Karar yazarı Taşgetiren: Herkesin içinden "Keşke Kazakistan’da Türk Devletleri Teşkilatı bir şeyler yapabilseydi" duygusu geçmiyor mu?

Karar yazarı Taşgetiren: Herkesin içinden "Keşke Kazakistan’da Türk Devletleri Teşkilatı bir şeyler yapabilseydi" duygusu geçmiyor mu?

Karar yazarı Ahmet Taşgetiren,  "Koca koca hamaset söylemlerine de yönelmeden… Herkesin içinden şimdilerde 'Keşke Kazakistan’da Türk Devletleri Teşkilatı (TDT) bir şeyler yapabilseydi, ya da keşke Kazakistan ve benzeri yurtlarda halkın boğulmadığı daha sağlıklı yönetimler oluşsaydı', duygusu – arzusu, geçmiyor mu?" düşüncesini dile getirdi. 

Taşgetiren yazısında, "Geldik geldik, Türk Devletleri Teşkilatı (TDT) gibi bir yeni oluşuma kadar geldik. Bu önemli bir adımdı, tabii ki içi doldurulursa… Aslında bu kardeş coğrafya ile ilişkide her şey varıp “içi doldurulursa”ya dayanıyor. İlgi var, platonik sevgi var, kardeşlik var, ama içi doldurulursa… “İç doldurma” işini Ruslar yapıyor mesela… Belki Çin yapıyor yatırımlarla… Bölgeyi Amerika kadar biliyor muyuz, Rusya ya da Çin kadar? Alın Kazakistan’ı mesela, orada en çok biz mi varız Ruslar ya da Çinliler mi?" düşüncesini dile getirdi.
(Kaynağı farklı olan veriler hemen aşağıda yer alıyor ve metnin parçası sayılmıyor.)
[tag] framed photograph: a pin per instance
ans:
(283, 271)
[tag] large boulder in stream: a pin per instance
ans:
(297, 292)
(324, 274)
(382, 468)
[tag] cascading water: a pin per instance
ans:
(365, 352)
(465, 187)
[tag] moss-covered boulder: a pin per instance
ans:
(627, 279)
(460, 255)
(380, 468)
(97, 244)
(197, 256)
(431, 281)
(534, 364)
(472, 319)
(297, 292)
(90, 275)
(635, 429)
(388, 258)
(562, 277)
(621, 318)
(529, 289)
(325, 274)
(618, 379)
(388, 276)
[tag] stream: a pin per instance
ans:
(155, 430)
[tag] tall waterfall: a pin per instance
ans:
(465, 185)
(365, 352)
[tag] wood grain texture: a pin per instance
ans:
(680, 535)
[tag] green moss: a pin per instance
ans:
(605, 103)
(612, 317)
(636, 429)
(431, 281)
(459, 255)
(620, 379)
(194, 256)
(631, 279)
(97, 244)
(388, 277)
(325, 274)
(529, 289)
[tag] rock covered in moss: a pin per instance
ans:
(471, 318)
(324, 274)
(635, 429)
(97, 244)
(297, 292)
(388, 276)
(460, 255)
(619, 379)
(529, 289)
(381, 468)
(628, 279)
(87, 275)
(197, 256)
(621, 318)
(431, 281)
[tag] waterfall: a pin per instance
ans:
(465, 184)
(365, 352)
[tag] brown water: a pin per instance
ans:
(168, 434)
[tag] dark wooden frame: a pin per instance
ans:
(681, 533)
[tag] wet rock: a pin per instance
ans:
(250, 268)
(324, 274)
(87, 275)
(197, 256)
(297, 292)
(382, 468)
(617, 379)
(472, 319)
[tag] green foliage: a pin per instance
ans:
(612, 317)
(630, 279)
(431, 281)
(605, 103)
Taşgetiren şu ifadeleri kullandı: 

"Kırım’da rahatsızız Rusya’dan, şimdi tahmin etmek zor değil ki, Kazakistan’da da rahatsızız. Bakmayın siz, bizdeki Çin perestroykası(!)nın manşetlerden zafer naraları atmasına? Her fırsatta olduğu gibi Kazakistan olayında bile Doğu Türkistanlılara Çin ağzı ile vurmasına, ama bizim devlet aklında Kazakistan’a yığınak yapan Rus varlığından rahatsız olunduğunu öngörmek zor değil. Tıpkı içimizin bir yerlerinde Kırım işgalinin depreşiyor olması gibi.

Şunu derim: Bunlar ince iş. Ne kadar tarih, kültür, inanç beraberliği hatta kardeşliği mevcut olursa olsun, zaman içinde tarlalar farklı güçlerce sürülüyor ve oralara uygun yapılar – kadrolar yerleştiriliyor. Uzun ve ince iş. Sabırla örmek gerekiyor ilmekleri. Öyle koca koca hamaset söylemlerine de yönelmeden… Herkesin içinden şimdilerde “Keşke Kazakistan’da Türk Devletleri Teşkilatı (TDT) bir şeyler yapabilseydi, ya da keşke Kazakistan ve benzeri yurtlarda halkın boğulmadığı daha sağlıklı yönetimler oluşsaydı”, duygusu – arzusu, geçmiyor mu? Ne zaman olacak o?"